Wick Community Campus (pic from Ryder Architecture)
Wick Community Campus (pic from Ryder Architecture)

Snagging works are continuing at the much-delayed Wick Campus project in the Highlands.

The £48.5 million development, which includes a new High School, Newton Park Primary School, and community facilities, was originally set for completion in 2014.

However, the project has been plagued by number of issues and delays. Despite pupils finally moving into the facility at the end of April, concerns have been raised over the facility’s design and construction.

In a letter to the Wick Stakeholder Group, Wick High School Parent Council and Newton Park Primary School Parent Council, the Highland Council stated: “As stakeholders will be aware, the council deferred the opening date of the new Campus to ensure there was sufficient time for the council to commission the various systems within the building, undertaken checks and inspections, and ensure that the building was operationally safe and ready before opening.

“The Campus has been handed over to the council by hub North Scotland and Morrison Construction, following a very thorough and robust inspection and certification regime throughout the construction period.
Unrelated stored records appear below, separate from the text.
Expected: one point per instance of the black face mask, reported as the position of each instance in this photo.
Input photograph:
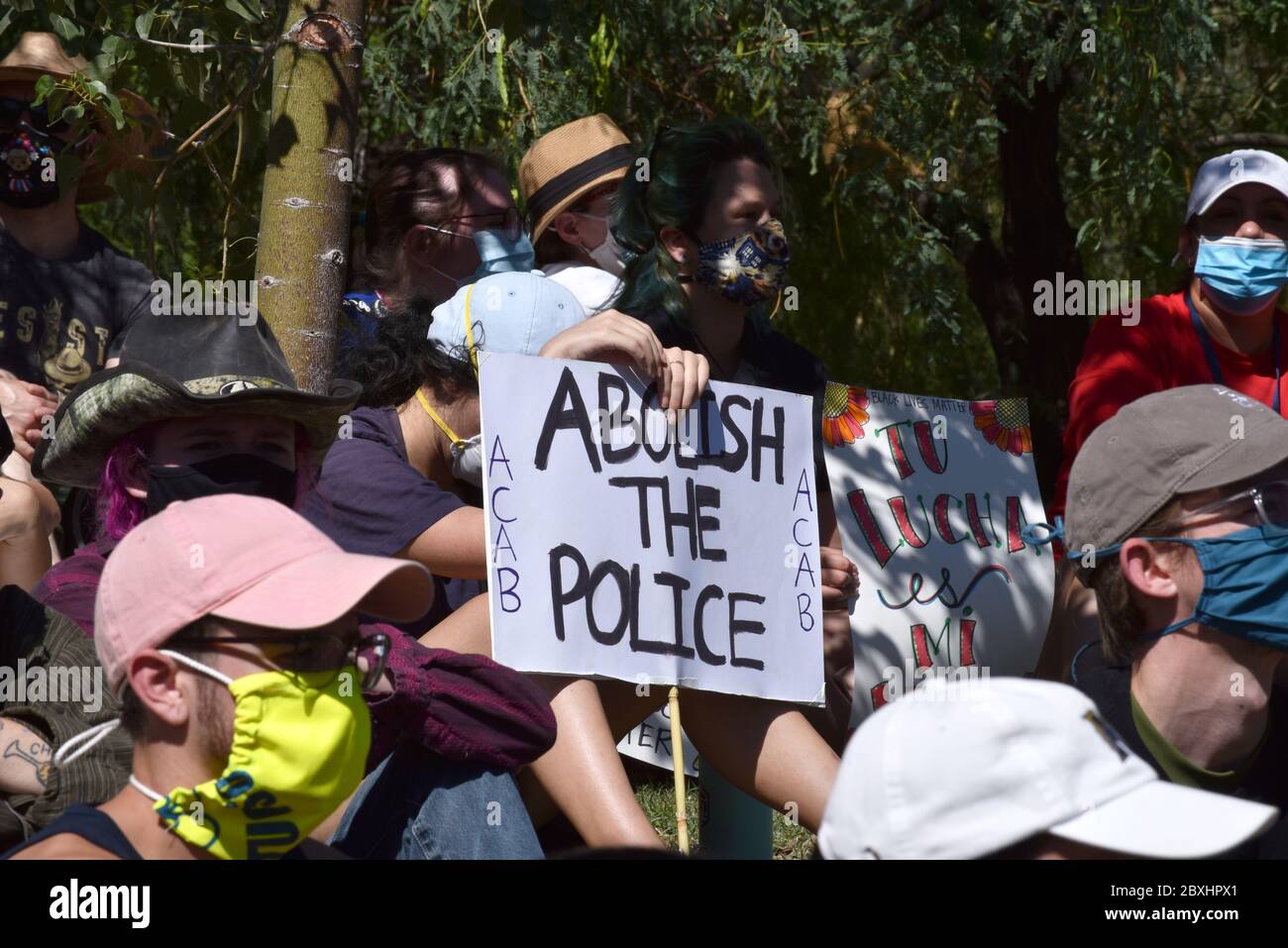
(249, 474)
(22, 162)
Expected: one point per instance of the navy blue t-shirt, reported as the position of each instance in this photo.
(372, 500)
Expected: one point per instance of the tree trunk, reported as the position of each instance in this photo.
(308, 184)
(1035, 355)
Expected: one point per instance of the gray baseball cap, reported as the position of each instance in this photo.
(1171, 442)
(1240, 166)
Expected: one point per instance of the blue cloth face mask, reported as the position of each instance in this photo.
(498, 253)
(1241, 274)
(1244, 583)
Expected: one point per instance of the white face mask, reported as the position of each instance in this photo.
(608, 254)
(468, 460)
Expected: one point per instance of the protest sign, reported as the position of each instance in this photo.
(625, 548)
(931, 496)
(649, 741)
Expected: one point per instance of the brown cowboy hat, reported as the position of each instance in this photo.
(42, 54)
(568, 162)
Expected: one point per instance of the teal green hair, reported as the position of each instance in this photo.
(682, 167)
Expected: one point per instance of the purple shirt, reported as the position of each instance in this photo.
(369, 498)
(463, 707)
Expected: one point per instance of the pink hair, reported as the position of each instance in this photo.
(120, 511)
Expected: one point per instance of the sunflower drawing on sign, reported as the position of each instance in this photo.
(844, 414)
(1005, 423)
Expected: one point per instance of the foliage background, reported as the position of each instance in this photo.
(861, 101)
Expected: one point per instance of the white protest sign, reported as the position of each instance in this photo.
(649, 741)
(619, 550)
(931, 494)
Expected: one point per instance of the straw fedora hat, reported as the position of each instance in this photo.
(567, 162)
(42, 54)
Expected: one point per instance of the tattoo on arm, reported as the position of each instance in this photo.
(38, 755)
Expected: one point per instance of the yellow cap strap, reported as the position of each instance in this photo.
(438, 420)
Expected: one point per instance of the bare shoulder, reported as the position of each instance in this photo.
(64, 846)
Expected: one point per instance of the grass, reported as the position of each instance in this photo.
(657, 797)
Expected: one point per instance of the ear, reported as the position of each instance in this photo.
(154, 681)
(681, 247)
(1147, 571)
(568, 227)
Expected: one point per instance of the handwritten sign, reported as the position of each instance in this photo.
(649, 741)
(623, 548)
(931, 496)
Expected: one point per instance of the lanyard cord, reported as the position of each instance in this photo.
(1210, 352)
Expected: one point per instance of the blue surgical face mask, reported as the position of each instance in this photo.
(498, 253)
(1244, 583)
(1241, 274)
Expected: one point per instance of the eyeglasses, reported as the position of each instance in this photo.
(317, 652)
(511, 223)
(1269, 501)
(12, 110)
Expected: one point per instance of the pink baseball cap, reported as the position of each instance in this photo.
(249, 559)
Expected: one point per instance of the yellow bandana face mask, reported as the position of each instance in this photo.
(299, 751)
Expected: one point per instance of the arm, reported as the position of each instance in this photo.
(840, 584)
(455, 546)
(460, 706)
(29, 513)
(610, 337)
(25, 406)
(25, 758)
(1074, 622)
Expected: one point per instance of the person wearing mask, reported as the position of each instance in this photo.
(707, 257)
(1224, 325)
(240, 689)
(204, 404)
(1009, 768)
(33, 636)
(1179, 524)
(436, 220)
(67, 295)
(424, 445)
(567, 179)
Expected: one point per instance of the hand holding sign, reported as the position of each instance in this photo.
(610, 337)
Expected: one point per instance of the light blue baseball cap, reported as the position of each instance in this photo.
(513, 313)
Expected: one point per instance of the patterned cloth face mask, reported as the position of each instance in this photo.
(746, 269)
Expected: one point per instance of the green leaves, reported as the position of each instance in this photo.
(65, 29)
(143, 22)
(246, 9)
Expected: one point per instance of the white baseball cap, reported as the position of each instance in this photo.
(1240, 166)
(958, 771)
(506, 313)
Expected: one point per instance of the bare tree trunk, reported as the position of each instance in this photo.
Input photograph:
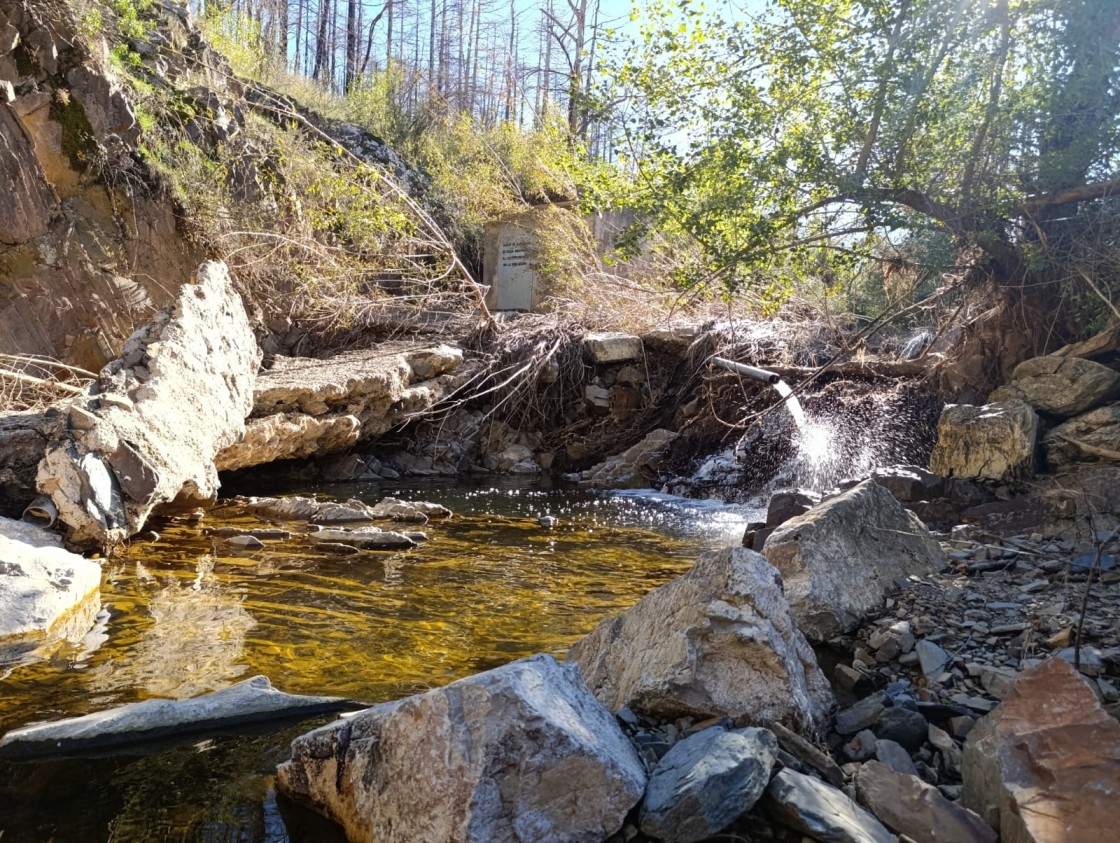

Part of that process includes expert assessment, independent of the council and hub/Morrison.”

In the letter, the council outlined a description of the process leading to facility handover:

  • Highland Council had its own Clerk of Works regularly on site during construction to review and monitor quality of work, and health and safety
  • Morrison Construction undertook their own quality, health, safety and environmental reviews
  • Regular monthly project review meetings took place on-site, including Highland Council, hub and Morrison’s staff
  • An independent structural engineer’s assessment was commissioned by Highland Council
  • Additional site visits and inspections by council engineering staff have taken place in relation to mechanical and electrical systems pre and post-handover
  • An independent assessment and certification of the facility was a formal part of the facility handover process
  • A statutory inspection of the works by Building Control to ensure the building is safe for occupation in line with the Scottish Building Technical Standards
  • Identification of building snagging matters is undertaken by Hub, Morrison’s and Highland Council staff, and all logged within a common system
  • The Highland Council has review and sign-off of all snagging works prior to closure of such items as complete
  • Highland Council officers were on site to witness commissioning and testing of mechanical and electrical systems prior to opening of the facility

The council added the discovery of a ‘deflected’ steel beam saw the local authority commission its own independent engineer’s assessment to provide assurance and the beam was subsequently replaced. In addition, the engineer’s provided assurance over a ‘cracked’ concrete staircase on the campus, as well as scaffolding which was photographed underneath the stairs.

The local authority added: “As a result of the recent Sauna fire, the council and Facilities Management provider moved quickly to address the immediate damage and in liaison with High Life Highland bring leisure facilities back into safe use at the earliest opportunity. It has been agreed that an independent investigation will be undertaken to understand the cause of the fire.

“We trust that this letter provides assurance regarding the safety of the Campus facility, and provides some clarity around matters reported within the media.”